| May 23, 2019

Design dispute delays Kasthamandap reconstruction

KATHMANDU, June 1: Dispute over the design of Kasthamandap Temple between the Department of Archaeology (DoA) and the Kathmandu Metropolitan City (KMC) office has cast a doubt on the reconstruction of the temple.

The DoA had handed over the detailed technical design of the pagoda-style temple to the KMC about two months ago with inputs from various experts. While handing the design, the DoA had stressed the KMC to stick to the traditional design and reconstruct the temple in its original form to protect its archaeological value.
The temple, also known as Maru Sattal in Nepal Bhasa, was completely damaged by the devastating earthquake last year, killing more than a dozen people.

But the KMC said that the design provided by the DoA was incomplete and it cannot carry out the temple's reconstruction as per the design, leaving the reconstruction work in limbo.

According to KMC chief and executive officer Rudra Singh Tamang, the KMC has not approved the design as it has some technical errors. "We got the design from the DoA but we found that the design has some faults. So, we have decided to review the design and improve it before carrying out the reconstruction," he said. "It was also the DoA's responsibility to test the soil of the temple area as it would give the details of the ground condition upon which the temple was sitting. We still do not know if it is appropriate to reconstruct the temple in the same place or not. So, there is no plan for its reconstruction for now."

But DoA officials claim that their design has no fault. "The KMC should implement the design we have provided them. It has no such technical faults," said engineer Sampat Ghimire of the DoA. "They cannot change the design and, like we said earlier, they should strictly follow our design."

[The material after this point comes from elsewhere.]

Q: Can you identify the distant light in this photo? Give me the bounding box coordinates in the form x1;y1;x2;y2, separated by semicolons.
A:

He said that the design was finalized in the end of March following frequent discussions with locals, experts and officials. "We finalized the design after intense deliberations with experts, which took almost six months. And there is no fault," Ghimire added.

However, KMC engineers said that the temple's foundation and connection points may not be strong if the DoA's temple design is implemented. "So, we are reviewing how the design can be changed to make the foundation of the temple and other connection points stronger," said KMC engineer Archana Shakya.

The DoA has estimated that it would cost Rs 19.16 million for the reconstruction of the temple in the same shape and deign as before. The DoA has also directed the KMC to reuse the artistic and remaining wooden structures as far as possible.

"Though we have to reuse of the artistic elements as much as possible for the renovation of the whole temple, the DoA has not given us the details of the artistic elements to be used," KMC chief Tamang said, "If the DoA sends us the details about how much remaining wooden elements can be reused in the temple, we can estimate how much new wooden structures need to be added and how much they would cost. So, the delay on the part of the DoA has further obstructed the temple reconstruction."

DoA officials also said that they have requested Timber Corporation to manage the needed timber for the temple reconstruction.

DoA engineer Ghimire said, "Many artistic wooden structures of the collapsed temple still can be reused. We are collecting the valuable and artistic structures among the salvaged items from the temple's debris for reuse."